Notó las gotas de saliva en el rostro y cómo la agitaban con fuerza. El libro. Por eso le gritaban. El libro había desaparecido. ¿Y qué? Había visto a su madre.

—¡Me has engañado! ¡Y ese brujo también!

Su madre. Había visto a su madre.

—¡Te mataré!

Kate vio que un objeto destellaba en la mano de Hamish, pero enseguida alguien se lo quitó y lo tiró al suelo. Oyó que Wallace discutía con el rey y le decía que tal vez necesitara a la chica para recuperar el libro, que tenían que llevarla ante el mago, y Kate supo que lo hacía para salvarle la vida.

—¿Estás bien? —Su hermano se encontraba arrodillado junto a ella—. Has desaparecido y luego has vuelto sin el libro. ¿Qué ha pasado?

Kate aferró la mano de Michael.

—He visto…

Se oyó un golpe y Wallace se tambaleó. Hamish resollaba a través de su barba. Con una mano sostenía un cuchillo y la otra la tenía apretada. El rey de los enanos se quedó mirando a Kate unos instantes, luego envainó el cuchillo y empezó a gritar:

—¡Pues lleváoslos! Pero si el mago no me devuelve el libro… ¡morirán todos! ¡El viejo y los mocosos! —Se dio media vuelta y salió de la cripta con paso airado.

Un enano agarró a Michael del cuello y lo arrastró al túnel. Kate no pudo terminar de decirle a su hermano lo que había visto. Otro enano se acercó a ella, pero Wallace lo ahuyentó. Luego le posó la mano en el hombro con suavidad y la guio hacia la puerta.

—Así, ¿estás bien? —le preguntó en tono quedo.

—Sí —respondió Kate con la boca seca—. Gracias.

Mientras retrocedían por el oscuro túnel, Kate recordó el momento en que su madre entró en el estudio. Musitó las palabras que había oído pronunciar a su madre y se propuso memorizarlas. Trató de visualizar sus facciones, pero se dio cuenta de que solo veía a una mujer rubia con grandes ojos de color avellana. Por lo demás, su imagen era indefinida. Presa del pánico, Kate se aferró a los detalles que recordaba. ¡Richard! Ese era el nombre que la había oído pronunciar. Debía de ser el de su padre. Kate estaba fascinada con el hecho de que una voz en el pasillo, un nombre, una mujer que entra, algo tan banal, aparentemente, pueda significar tanto.

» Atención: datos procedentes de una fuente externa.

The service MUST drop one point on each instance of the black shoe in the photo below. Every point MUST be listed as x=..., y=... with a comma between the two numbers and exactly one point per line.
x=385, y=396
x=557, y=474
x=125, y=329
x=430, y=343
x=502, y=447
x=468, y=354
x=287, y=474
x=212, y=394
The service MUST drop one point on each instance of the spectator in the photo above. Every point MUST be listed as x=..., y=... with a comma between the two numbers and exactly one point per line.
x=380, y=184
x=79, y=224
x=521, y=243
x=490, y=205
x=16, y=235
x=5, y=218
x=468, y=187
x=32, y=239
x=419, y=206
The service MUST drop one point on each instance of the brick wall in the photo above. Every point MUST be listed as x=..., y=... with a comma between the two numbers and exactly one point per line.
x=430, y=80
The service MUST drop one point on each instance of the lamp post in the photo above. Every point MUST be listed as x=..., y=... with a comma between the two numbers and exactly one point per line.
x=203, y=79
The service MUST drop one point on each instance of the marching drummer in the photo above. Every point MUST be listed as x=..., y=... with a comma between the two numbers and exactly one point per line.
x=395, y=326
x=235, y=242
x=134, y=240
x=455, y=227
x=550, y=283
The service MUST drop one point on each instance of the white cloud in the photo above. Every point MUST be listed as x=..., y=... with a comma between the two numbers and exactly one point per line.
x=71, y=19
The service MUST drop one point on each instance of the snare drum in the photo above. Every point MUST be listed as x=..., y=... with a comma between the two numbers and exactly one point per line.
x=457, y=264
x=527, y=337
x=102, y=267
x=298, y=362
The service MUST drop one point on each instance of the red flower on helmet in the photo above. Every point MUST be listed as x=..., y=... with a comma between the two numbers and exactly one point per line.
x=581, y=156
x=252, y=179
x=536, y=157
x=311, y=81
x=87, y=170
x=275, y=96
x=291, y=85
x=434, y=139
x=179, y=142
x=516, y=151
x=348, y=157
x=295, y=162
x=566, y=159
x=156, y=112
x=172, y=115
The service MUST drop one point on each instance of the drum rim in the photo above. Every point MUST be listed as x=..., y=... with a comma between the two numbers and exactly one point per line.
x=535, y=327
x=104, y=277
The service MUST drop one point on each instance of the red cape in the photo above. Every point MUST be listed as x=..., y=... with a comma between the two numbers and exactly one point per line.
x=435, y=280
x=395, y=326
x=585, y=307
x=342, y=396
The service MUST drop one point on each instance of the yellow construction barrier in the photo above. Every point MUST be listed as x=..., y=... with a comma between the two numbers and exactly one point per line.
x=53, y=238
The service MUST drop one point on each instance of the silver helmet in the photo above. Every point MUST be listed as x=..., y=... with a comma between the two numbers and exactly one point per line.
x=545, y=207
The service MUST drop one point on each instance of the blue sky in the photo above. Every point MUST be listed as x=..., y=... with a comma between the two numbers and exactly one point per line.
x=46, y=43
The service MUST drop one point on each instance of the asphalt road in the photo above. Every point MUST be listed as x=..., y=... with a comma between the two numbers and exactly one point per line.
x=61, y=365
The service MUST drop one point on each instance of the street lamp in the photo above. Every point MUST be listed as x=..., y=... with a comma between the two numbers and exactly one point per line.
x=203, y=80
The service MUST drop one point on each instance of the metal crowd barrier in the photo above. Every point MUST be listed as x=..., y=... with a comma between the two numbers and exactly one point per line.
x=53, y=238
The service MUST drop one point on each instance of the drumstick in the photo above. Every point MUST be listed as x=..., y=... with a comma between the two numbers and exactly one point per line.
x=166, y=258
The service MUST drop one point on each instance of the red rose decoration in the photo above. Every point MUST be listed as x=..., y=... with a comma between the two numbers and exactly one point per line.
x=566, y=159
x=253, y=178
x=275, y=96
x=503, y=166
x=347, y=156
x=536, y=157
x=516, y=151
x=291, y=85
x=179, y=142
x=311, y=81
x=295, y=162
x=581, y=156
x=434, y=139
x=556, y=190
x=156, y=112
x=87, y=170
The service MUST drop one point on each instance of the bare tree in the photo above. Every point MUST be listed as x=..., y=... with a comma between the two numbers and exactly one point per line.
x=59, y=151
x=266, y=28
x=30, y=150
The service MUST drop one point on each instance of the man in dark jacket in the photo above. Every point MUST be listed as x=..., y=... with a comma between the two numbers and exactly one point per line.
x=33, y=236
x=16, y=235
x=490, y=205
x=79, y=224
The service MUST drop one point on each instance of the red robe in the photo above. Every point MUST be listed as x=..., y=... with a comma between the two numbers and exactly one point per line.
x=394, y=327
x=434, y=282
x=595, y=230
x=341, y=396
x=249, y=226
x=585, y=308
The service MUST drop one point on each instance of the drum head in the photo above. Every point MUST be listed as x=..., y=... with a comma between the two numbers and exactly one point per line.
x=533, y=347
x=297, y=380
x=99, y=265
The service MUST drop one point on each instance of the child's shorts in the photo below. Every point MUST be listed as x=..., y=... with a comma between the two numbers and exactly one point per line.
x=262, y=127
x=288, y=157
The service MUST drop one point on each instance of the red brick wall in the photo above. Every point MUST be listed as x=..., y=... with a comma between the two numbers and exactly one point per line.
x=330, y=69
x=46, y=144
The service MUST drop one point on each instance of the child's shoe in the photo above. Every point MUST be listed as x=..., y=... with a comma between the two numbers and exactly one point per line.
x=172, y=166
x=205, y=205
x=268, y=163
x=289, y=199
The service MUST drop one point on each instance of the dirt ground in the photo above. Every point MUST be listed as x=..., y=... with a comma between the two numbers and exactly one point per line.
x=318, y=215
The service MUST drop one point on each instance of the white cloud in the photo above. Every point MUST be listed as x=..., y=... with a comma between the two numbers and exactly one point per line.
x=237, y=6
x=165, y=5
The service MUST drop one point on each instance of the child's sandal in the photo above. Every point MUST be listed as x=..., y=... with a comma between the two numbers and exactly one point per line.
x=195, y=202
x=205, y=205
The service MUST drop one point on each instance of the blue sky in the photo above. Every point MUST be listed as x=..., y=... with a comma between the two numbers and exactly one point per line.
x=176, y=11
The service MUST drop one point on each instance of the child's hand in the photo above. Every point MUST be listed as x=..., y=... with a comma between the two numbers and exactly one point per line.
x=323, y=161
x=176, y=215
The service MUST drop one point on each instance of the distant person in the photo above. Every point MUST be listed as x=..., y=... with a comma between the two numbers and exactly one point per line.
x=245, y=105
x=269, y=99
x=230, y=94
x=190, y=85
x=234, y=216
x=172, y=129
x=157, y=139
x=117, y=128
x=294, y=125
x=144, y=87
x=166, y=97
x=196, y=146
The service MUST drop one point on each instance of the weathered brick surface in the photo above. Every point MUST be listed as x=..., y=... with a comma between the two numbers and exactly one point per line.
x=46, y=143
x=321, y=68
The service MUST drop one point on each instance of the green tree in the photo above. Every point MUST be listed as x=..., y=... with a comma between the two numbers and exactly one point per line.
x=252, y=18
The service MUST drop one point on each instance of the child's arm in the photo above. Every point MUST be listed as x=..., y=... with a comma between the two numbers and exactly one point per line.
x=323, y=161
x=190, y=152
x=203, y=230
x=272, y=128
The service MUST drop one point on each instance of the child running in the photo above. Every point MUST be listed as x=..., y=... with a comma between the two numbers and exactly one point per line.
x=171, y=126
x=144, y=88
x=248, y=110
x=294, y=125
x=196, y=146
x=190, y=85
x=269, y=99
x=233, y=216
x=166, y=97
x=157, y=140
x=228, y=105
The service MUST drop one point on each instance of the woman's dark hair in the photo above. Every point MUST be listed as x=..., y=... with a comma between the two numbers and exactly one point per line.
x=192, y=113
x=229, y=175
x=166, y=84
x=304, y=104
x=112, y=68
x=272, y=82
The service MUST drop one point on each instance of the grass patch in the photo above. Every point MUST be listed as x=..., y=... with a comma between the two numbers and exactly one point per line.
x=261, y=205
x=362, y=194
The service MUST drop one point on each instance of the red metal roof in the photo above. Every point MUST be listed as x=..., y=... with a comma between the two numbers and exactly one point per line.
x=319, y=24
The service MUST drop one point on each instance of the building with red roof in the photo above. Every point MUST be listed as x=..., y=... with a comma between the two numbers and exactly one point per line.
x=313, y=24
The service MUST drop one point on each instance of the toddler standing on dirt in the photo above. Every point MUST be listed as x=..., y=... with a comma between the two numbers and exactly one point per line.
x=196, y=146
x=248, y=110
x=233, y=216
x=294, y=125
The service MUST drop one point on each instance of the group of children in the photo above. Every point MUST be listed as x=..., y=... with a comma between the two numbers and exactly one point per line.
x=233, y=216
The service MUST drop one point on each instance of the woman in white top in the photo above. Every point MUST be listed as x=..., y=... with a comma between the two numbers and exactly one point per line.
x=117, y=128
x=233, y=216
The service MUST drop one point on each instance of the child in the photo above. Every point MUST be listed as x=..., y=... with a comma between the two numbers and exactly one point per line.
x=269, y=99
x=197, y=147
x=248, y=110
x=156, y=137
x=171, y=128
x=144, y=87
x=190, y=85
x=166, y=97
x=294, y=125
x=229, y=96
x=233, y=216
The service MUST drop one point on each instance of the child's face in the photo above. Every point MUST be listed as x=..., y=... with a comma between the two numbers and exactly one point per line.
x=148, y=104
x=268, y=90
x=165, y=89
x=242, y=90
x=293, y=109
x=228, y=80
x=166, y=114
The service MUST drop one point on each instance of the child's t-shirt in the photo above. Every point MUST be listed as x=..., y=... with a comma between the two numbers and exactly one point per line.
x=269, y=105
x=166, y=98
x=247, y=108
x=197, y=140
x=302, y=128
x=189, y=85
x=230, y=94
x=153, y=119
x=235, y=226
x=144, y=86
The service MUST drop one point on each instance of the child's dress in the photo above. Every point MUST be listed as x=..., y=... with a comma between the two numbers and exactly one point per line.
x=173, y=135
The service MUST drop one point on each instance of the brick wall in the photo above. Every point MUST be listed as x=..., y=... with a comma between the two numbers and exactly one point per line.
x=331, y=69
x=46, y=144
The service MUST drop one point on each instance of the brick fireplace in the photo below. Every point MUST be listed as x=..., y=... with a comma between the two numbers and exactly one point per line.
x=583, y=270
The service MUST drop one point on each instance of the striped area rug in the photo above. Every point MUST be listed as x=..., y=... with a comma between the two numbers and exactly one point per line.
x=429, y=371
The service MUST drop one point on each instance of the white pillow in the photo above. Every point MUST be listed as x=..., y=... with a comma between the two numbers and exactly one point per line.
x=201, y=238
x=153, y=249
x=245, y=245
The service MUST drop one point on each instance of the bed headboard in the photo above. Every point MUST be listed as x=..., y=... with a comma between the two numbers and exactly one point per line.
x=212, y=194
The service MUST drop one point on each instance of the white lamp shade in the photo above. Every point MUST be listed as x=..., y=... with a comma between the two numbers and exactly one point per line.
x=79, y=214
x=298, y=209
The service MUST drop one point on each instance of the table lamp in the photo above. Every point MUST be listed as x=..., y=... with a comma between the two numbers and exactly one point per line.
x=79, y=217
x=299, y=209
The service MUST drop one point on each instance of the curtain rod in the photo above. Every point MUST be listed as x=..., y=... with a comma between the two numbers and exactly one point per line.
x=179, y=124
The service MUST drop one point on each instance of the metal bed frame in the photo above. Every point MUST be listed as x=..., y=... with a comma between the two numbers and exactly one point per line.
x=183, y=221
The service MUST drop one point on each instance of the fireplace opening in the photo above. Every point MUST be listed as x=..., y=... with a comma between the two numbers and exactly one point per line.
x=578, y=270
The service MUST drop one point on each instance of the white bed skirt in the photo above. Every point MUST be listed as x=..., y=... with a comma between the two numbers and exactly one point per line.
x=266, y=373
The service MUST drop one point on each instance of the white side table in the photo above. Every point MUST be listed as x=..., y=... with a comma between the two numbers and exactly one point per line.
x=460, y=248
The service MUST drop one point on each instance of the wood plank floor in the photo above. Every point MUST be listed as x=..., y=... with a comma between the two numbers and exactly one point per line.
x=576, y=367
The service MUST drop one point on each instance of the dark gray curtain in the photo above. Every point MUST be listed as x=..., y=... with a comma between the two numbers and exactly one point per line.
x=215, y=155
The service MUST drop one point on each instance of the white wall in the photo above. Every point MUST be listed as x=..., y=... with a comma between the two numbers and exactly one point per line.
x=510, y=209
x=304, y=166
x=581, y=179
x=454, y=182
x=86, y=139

Pero (y eso hizo que Kate se enfadara mucho) ¿por qué no les dijo el doctor Pym que conocía a sus padres cuando lo encontraron en la celda? ¿Por qué se lo ocultó? ¿Podría ayudarles a dar con ellos? Y, para empezar, ¿cómo era que había viajado al pasado? ¿Cómo había vuelto sin el libro? La cabeza le daba vueltas. Demasiadas preguntas sin respuesta. Se obligó a tranquilizarse. Había visto a su madre, y de momento con eso le bastaba. El resto tendría que esperar hasta que viera al doctor Pym.

El grupo llegó a la cueva dorada y se apiñó a la orilla del lago. Los enanos observaron nerviosos las oscuras aguas. Kate veía que su hermano ardía en deseos de hablar con ella, pero el guardia lo retenía.

—¡Le arrancaré la columna vertebral! —se jactaba Hamish de lo que iba a hacerle al doctor Pym—. ¡Se comerá su propio pie! —Y, sin dejar de decir pestes, arrojó al primer enano al agua de un empujón.

El monstruo esta vez no hizo acto de presencia y el camino de vuelta por el lago transcurrió sin incidentes. Mientras nadaba, Kate veía todo el rato frente a ella los cristales luminosos de Michael y su guardián; y, las veces que se volvió a mirar, detrás estaba Wallace, cuchillo en mano, escrutando en la oscuridad, dispuesto a protegerla en caso de ataque. Pero no ocurrió nada.

Entonces Kate asomó la cabeza a la superficie del lago y se llenó los pulmones del aire viciado de la cueva a la vez que oyó una voz que le heló el corazón.

—Ah, ahí está la chica.

Unas frías manos sacaron a Kate del agua. Cuando se le despejó la vista, vio que todos los enanos, incluido el barbicano Fergus, estaban de rodillas, con las manos atadas a la espalda. Una decena de figuras vestidas de negro, armadas con espadas y ballestas, se apostaban junto a ellos. Uno de los chirridos agarró a Michael por los hombros asustándolo, pero no sufrió daño alguno.

Kate dirigió la mirada a quien había hablado, que se le acercaba riendo y frotándose las manos.

—Querida, queridísima —dijo el secretario con voz empalagosa mientras una sonrisa dejaba al descubierto sus dientes grisáceos—, cuánto me alegro de verte de nuevo.